Wagner, Siegfried: Principado de Asturias and Oviedo Filarmonía Orchestras / Guillermo García Calvo (conductor), Teatro Campoamor, Oviedo, 6.9.2017. (JMI)


Siegfried (c) Opera Oviedo


Siegfried – Mikhail Vekua
Brünnhilde – Maribel Ortega
Wanderer – Béla Perencz
Mime – Johannes Chum
Alberich – Zoltan Nagy
Erda – Agnes Zwierko
Fafner – Andrea Mastroni
Forest Bird – Alicia Amo


Visual Concept – Carlos Wagner
Projections – Slidemedia Studio – Artistas Multimedia
Lighting – Alfonso Malanda

The 2017 Oviedo opera season opened this week with Siegfried, a continuation of the Wagner Tetralogy staging which began in 2013 and has featured one opera every other year.

The preceding Das Rheingold and Die Walküre productions were by Michal Znaniecki, so it was somewhat surprising that Carlos Wagner directed this semi-staged Siegfried. Undoubtedly, the size of the pit in the Campoamor Theatre had much to do with the decision. It holds barely 60 musicians which means a choice must be made between doing a full production of Siegfried, and giving an appropriate orchestral version of the score by placing the musicians on stage. And here the decision – wisely, in my opinion – was in favour of the music, which meant we had a semi-staged version of the opera.

However, Siegfried was mistakenly announced, even in the program, as a ‘New Production’ although there were neither sets nor props: no bear, forge, Siegfried’s sword or Wotan’s spear, no ring or helmet, and of course no dragon. Brünnhilde’s rock existed only in the viewer’s imagination. The truth is that something more inventive could have been done by Carlos Wagner to narrate the story. What one got was a real storm of video projections on two screens, one at the front of the stage and one in the back. We could have done without them, not to mention a very annoying light that on several occasions dazzled one’s eyes.

Guillermo García Calvo was again responsible for the music, as he had been in the previous operas. His reading was much more enjoyable this time, clearly the best of the tetralogy. Under his baton were two orchestras with more than 100 musicians between them, and their performance was excellent. There were very bright moments in Mr. Calvo’s conducting, especially in Act III up to the awakening of Brünnhilde, but he was less convincing in the second act. His tempi were very slow, which meant that the tension could not be maintained throughout the opera.

Siegfried was played by Russian tenor Mikhail Vekua, who is the young Siegfried of the Mariinsky Theatre in St. Petersburg. A few days ago he was also the protagonist of this opera in Ljubljana under Valery Gergiev. This is one of the most demanding characters for a tenor, and few singers can overcome all the difficulties of the score. Mr. Vekua’s interpretation was more or less nuanced, but the truth is that one has to surrender to his vocal power. From beginning to end he was truly outstanding.

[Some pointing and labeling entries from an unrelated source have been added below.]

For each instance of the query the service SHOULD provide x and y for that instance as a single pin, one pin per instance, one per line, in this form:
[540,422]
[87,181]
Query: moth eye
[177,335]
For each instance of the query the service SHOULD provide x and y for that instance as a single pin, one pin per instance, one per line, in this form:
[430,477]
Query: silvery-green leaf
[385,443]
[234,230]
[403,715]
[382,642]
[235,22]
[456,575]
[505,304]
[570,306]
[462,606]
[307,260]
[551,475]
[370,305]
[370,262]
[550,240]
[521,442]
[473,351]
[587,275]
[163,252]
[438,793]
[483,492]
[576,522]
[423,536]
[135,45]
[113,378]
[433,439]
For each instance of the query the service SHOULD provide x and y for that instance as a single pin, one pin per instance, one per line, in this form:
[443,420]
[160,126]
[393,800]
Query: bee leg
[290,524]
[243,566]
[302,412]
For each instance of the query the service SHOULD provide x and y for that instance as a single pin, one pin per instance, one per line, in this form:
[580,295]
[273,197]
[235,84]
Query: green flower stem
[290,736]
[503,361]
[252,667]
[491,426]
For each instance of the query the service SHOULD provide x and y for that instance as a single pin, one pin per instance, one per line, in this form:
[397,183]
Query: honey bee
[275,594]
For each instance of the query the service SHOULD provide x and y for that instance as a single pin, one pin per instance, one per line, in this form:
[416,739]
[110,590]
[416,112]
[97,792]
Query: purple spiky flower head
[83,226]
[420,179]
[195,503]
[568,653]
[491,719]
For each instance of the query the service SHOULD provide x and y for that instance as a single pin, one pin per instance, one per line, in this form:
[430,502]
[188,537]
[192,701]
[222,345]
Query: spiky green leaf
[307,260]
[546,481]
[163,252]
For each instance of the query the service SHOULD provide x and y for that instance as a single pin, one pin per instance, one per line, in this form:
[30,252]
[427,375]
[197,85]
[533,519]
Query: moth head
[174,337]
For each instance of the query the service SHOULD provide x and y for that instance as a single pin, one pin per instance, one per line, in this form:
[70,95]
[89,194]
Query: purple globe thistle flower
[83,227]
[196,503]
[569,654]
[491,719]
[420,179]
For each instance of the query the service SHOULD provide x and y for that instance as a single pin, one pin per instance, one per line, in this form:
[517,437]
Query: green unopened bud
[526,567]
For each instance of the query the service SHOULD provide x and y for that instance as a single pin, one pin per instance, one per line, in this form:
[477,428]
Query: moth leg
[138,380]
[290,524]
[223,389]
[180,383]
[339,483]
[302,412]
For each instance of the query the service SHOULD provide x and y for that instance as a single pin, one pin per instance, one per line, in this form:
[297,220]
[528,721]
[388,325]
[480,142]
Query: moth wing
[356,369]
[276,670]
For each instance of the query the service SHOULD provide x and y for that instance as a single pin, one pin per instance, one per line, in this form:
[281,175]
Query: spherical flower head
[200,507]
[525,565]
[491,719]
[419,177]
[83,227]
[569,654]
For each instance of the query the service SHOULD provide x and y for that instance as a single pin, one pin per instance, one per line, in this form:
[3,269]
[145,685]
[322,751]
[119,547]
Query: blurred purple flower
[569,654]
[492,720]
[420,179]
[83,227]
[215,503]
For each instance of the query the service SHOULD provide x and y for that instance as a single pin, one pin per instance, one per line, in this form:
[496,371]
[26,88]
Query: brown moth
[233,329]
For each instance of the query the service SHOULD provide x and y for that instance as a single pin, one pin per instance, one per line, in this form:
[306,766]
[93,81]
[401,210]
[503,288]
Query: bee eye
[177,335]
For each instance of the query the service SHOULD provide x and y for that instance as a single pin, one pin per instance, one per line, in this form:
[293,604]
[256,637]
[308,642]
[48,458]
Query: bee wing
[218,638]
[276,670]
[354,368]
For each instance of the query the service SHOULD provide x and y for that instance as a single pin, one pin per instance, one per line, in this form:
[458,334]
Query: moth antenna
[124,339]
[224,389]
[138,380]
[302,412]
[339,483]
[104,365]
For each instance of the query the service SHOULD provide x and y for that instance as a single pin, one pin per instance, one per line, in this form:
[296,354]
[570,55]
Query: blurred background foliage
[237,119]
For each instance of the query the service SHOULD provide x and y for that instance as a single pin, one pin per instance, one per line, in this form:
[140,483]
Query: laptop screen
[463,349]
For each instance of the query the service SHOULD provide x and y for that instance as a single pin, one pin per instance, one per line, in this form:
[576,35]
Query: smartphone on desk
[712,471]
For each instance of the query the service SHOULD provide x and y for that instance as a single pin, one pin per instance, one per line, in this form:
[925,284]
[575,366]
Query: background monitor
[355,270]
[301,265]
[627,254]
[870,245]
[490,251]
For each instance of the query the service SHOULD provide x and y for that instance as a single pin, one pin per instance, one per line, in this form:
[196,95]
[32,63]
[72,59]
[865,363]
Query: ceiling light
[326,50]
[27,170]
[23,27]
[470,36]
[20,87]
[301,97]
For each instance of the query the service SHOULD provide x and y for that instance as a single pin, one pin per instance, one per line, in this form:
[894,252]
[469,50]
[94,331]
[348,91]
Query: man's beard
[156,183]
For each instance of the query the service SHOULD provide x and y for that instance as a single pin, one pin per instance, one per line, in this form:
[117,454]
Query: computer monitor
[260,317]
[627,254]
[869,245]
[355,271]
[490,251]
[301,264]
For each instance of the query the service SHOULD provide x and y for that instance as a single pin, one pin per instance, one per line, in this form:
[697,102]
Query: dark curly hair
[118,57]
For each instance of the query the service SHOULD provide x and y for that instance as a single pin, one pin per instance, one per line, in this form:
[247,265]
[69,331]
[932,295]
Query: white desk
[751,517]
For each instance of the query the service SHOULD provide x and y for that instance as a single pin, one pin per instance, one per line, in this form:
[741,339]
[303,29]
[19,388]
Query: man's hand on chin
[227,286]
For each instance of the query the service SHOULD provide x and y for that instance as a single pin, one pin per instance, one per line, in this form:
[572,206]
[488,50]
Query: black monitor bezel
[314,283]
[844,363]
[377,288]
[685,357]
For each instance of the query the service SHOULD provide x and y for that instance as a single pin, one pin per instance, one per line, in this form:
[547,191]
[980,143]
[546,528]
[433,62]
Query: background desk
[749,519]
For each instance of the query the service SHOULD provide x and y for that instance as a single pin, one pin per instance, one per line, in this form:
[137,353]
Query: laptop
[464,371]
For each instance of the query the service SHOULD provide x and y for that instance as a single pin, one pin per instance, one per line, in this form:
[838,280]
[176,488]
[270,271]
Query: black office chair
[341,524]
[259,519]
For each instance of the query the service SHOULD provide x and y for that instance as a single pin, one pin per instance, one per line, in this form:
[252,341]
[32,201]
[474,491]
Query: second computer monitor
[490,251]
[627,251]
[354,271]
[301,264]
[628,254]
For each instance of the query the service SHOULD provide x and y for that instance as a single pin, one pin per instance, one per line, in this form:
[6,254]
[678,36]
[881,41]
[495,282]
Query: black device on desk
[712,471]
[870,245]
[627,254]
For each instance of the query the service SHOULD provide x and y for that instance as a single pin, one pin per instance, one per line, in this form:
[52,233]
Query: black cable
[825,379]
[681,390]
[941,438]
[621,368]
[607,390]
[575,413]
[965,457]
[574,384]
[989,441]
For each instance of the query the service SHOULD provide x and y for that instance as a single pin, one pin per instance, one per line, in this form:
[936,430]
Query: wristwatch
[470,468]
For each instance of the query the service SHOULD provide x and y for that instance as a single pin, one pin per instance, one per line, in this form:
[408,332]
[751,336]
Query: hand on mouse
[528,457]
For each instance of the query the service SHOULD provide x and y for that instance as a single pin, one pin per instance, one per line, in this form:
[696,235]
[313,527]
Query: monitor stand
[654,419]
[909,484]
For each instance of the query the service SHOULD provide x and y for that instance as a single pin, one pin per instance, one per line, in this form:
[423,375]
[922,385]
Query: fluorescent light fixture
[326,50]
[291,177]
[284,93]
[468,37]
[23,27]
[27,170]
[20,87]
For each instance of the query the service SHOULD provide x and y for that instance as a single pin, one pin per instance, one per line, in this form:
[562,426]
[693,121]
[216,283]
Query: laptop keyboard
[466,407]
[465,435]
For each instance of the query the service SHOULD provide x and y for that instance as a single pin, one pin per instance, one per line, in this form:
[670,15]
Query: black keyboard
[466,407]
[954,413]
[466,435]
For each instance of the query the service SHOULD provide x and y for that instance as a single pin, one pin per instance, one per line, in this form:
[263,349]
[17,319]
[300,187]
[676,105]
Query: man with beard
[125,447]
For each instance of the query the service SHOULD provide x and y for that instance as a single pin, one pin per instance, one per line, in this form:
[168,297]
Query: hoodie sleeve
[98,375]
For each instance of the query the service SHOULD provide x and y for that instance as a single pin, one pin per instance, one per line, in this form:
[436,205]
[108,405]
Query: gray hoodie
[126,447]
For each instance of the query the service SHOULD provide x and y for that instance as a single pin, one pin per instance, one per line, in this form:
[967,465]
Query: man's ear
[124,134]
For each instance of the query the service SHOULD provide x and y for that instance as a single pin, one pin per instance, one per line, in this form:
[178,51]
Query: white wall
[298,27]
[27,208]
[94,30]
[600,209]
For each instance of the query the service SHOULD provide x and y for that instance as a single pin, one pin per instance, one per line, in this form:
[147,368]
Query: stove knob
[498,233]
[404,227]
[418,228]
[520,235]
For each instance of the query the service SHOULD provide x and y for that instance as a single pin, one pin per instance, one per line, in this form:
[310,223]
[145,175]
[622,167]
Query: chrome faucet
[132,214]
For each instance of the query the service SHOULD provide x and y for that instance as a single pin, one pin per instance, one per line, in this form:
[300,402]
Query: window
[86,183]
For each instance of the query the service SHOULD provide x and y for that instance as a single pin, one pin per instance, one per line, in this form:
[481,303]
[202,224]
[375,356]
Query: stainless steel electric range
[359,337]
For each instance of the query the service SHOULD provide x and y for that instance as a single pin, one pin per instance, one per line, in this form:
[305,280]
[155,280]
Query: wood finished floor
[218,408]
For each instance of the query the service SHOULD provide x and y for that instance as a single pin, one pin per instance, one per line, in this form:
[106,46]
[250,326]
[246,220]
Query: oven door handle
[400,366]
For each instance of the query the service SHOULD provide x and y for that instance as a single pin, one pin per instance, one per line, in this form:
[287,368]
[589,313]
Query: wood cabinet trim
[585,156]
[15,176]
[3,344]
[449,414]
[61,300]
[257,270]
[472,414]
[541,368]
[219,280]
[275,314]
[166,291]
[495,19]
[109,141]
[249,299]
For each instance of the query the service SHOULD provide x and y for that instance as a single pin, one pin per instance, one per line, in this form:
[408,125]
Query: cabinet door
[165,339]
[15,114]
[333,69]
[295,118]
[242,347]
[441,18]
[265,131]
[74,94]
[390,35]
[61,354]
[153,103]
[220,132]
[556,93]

Maribel Ortega was a surprising choice for the part of Brünnhilde, and her performance did not persuade me. Her voice is not particularly appealing, with somewhat monotonous singing and shouted notes at the top.

The Wanderer was sung by baritone Béla Perencz who offered a wide and attractive voice, and brilliantly played out his scenes with Mime, Alberich, Erda and Siegfried. As Mime, Johannes Chum has a voice that is more important than one of a character tenor. He’s not an outstanding actor, but gave a good performance.

Agnes Zwierko was a disappointing Erda. Her middle range has an instability that did not exist some time ago. She fell short on mystery in her singing, and was rather insufficient at the bottom.

Baritone Zoltan Nagy’s voice is too light for Alberich. Bass Andrea Mastroni, who sang from offstage, was a good Fafner, and soprano Alicia Amo showed an attractive voice as the Forest Bird.